|1 January 2012|
|7 April 2012|
I've finally opened up my wallet and started buying some plants for this year's garden. Two tomato plants, a San Marzano and a Park's Whopper, a Mucho Nacho jalapeno chile, a rosemary starter, and a variety of oregano named "Hot and Spicy". We have a small grow light setup for starting seeds where I can get my basil going soon.
This weekend's loaf was an experiment in using a bigger starter for the simple curiosity and fun of doing so. It appears to have worked out reasonably well and certainly tastes like it has.
Somewhere in the blog machinery is a wrinkle that's causing me a great deal of frustration in trying to get the formula in a reasonable order for presentation. Bear with it for a while as I go back to the help pages to find out what I missed.
190g of 66% hydration starter
Main Dough: 267g bread flour 100g stone ground whole wheat flour 33g whole rye flour 280g water at 85F+ 15g for correction 10g kosher salt All of starter
I'm quite pleased with results in that I skipped soaking the whole grain flours and still managed to get a reasonable crumb structure. After using this method, it seems useful to try the liquid levain, or a 125% hydration starter for comparison.

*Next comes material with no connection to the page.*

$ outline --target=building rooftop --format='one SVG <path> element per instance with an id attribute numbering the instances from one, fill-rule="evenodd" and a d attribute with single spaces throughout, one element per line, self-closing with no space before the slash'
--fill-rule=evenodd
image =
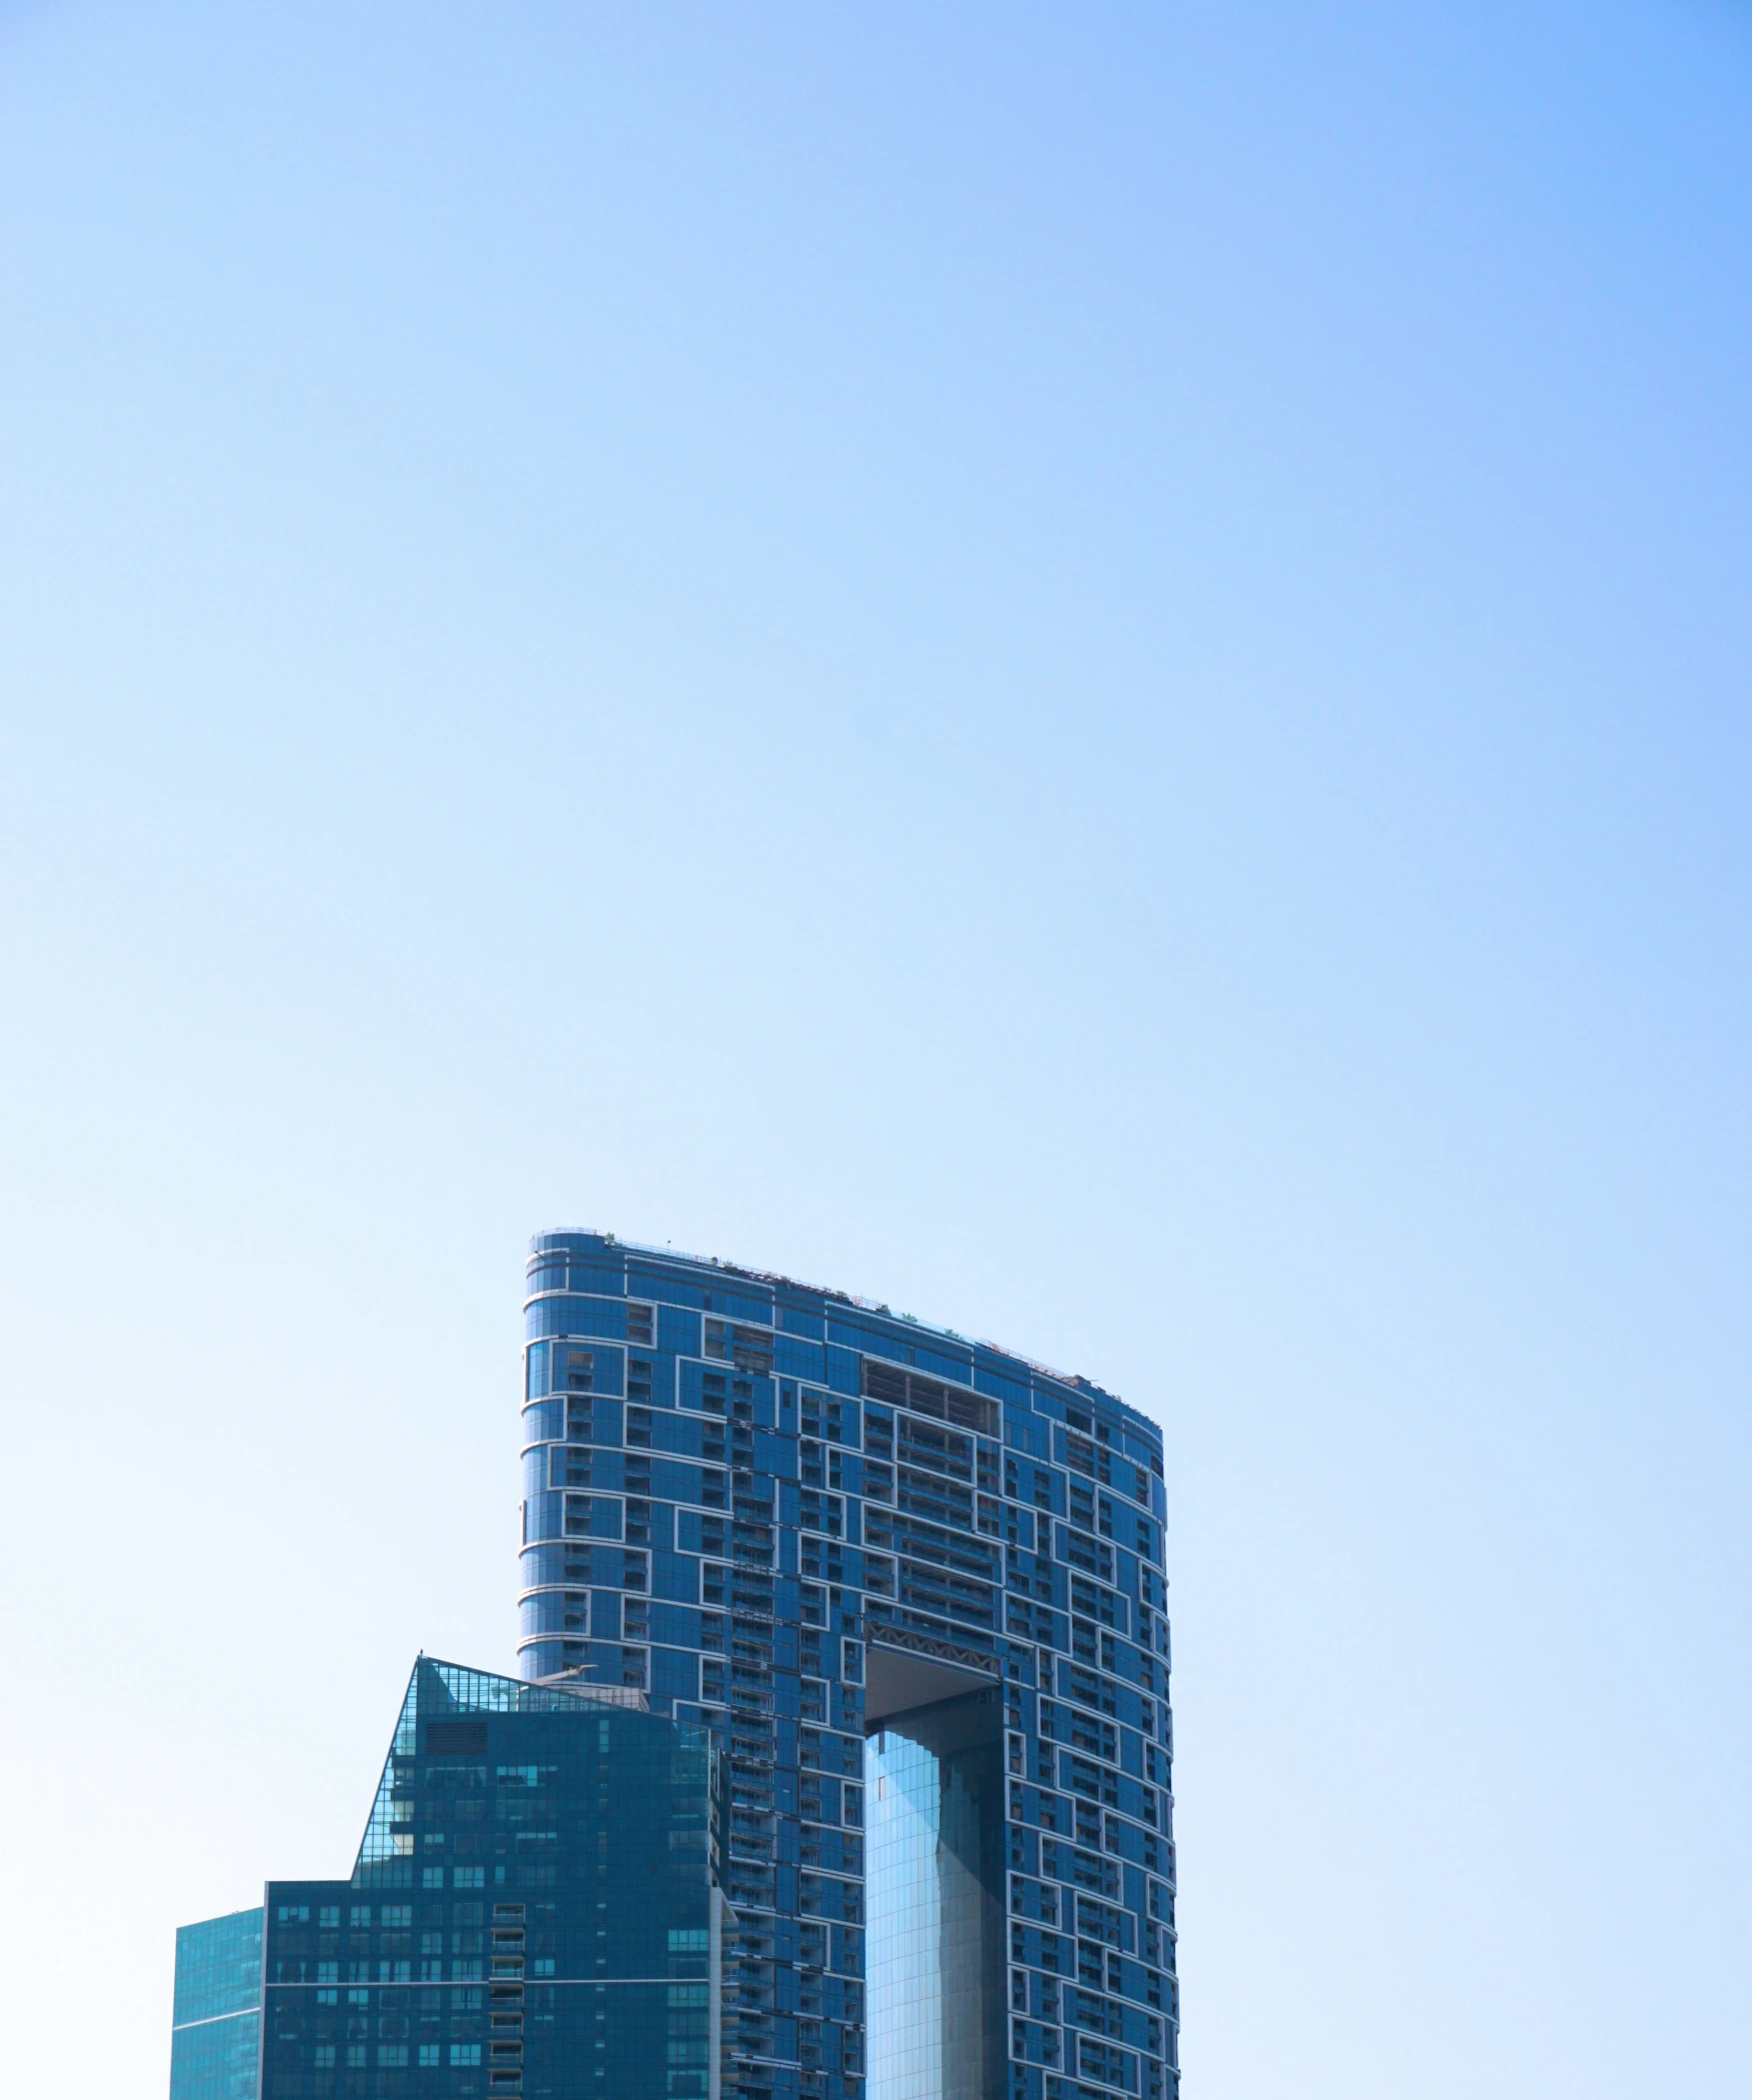
<path id="1" fill-rule="evenodd" d="M 557 1279 L 542 1280 L 542 1257 L 559 1254 L 569 1258 L 569 1280 L 565 1284 Z M 1160 1448 L 1161 1430 L 1157 1424 L 1117 1394 L 1097 1385 L 1092 1378 L 1079 1372 L 1054 1370 L 1018 1350 L 1004 1348 L 993 1341 L 973 1339 L 957 1333 L 953 1327 L 931 1326 L 909 1312 L 895 1312 L 877 1299 L 860 1297 L 853 1291 L 802 1282 L 795 1276 L 727 1261 L 716 1254 L 689 1254 L 675 1247 L 651 1246 L 639 1240 L 622 1239 L 613 1232 L 587 1226 L 538 1232 L 530 1241 L 530 1257 L 532 1295 L 542 1290 L 565 1289 L 618 1296 L 631 1291 L 627 1272 L 630 1266 L 637 1266 L 644 1271 L 640 1287 L 648 1290 L 653 1282 L 660 1280 L 664 1270 L 672 1271 L 678 1281 L 697 1278 L 698 1282 L 692 1288 L 702 1295 L 694 1296 L 691 1290 L 686 1300 L 678 1302 L 701 1303 L 705 1310 L 721 1312 L 731 1319 L 784 1327 L 788 1323 L 785 1318 L 788 1311 L 845 1307 L 849 1317 L 837 1324 L 853 1329 L 845 1339 L 867 1353 L 909 1362 L 939 1377 L 978 1385 L 998 1397 L 1004 1396 L 1003 1387 L 1013 1386 L 1017 1388 L 1013 1395 L 1016 1398 L 1020 1398 L 1025 1390 L 1049 1396 L 1060 1404 L 1067 1403 L 1073 1409 L 1080 1405 L 1097 1418 L 1105 1415 L 1115 1423 L 1141 1428 L 1152 1444 L 1158 1450 Z M 585 1265 L 584 1276 L 572 1280 L 578 1276 L 580 1257 Z M 593 1257 L 601 1263 L 600 1271 L 594 1276 L 589 1268 Z M 610 1266 L 616 1257 L 623 1257 L 621 1265 Z M 722 1293 L 712 1290 L 715 1278 L 724 1279 Z M 739 1285 L 744 1287 L 739 1289 Z M 724 1299 L 722 1304 L 716 1302 L 720 1294 Z M 705 1302 L 707 1295 L 714 1301 Z M 1056 1412 L 1056 1408 L 1053 1411 Z"/>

The juncos have probably migrated north in that I haven't seem them around or beneath our feeding stations. There haven't been any goldfinches for a few days even though they are year round residents of the area. We still have plenty of chickadees, finches, pine siskins, sparrows, the occasional titmice, and my favorites, the woodpeckers.
The latest out of the ordinary, for me that is, page views came from Bulgaria and Japan.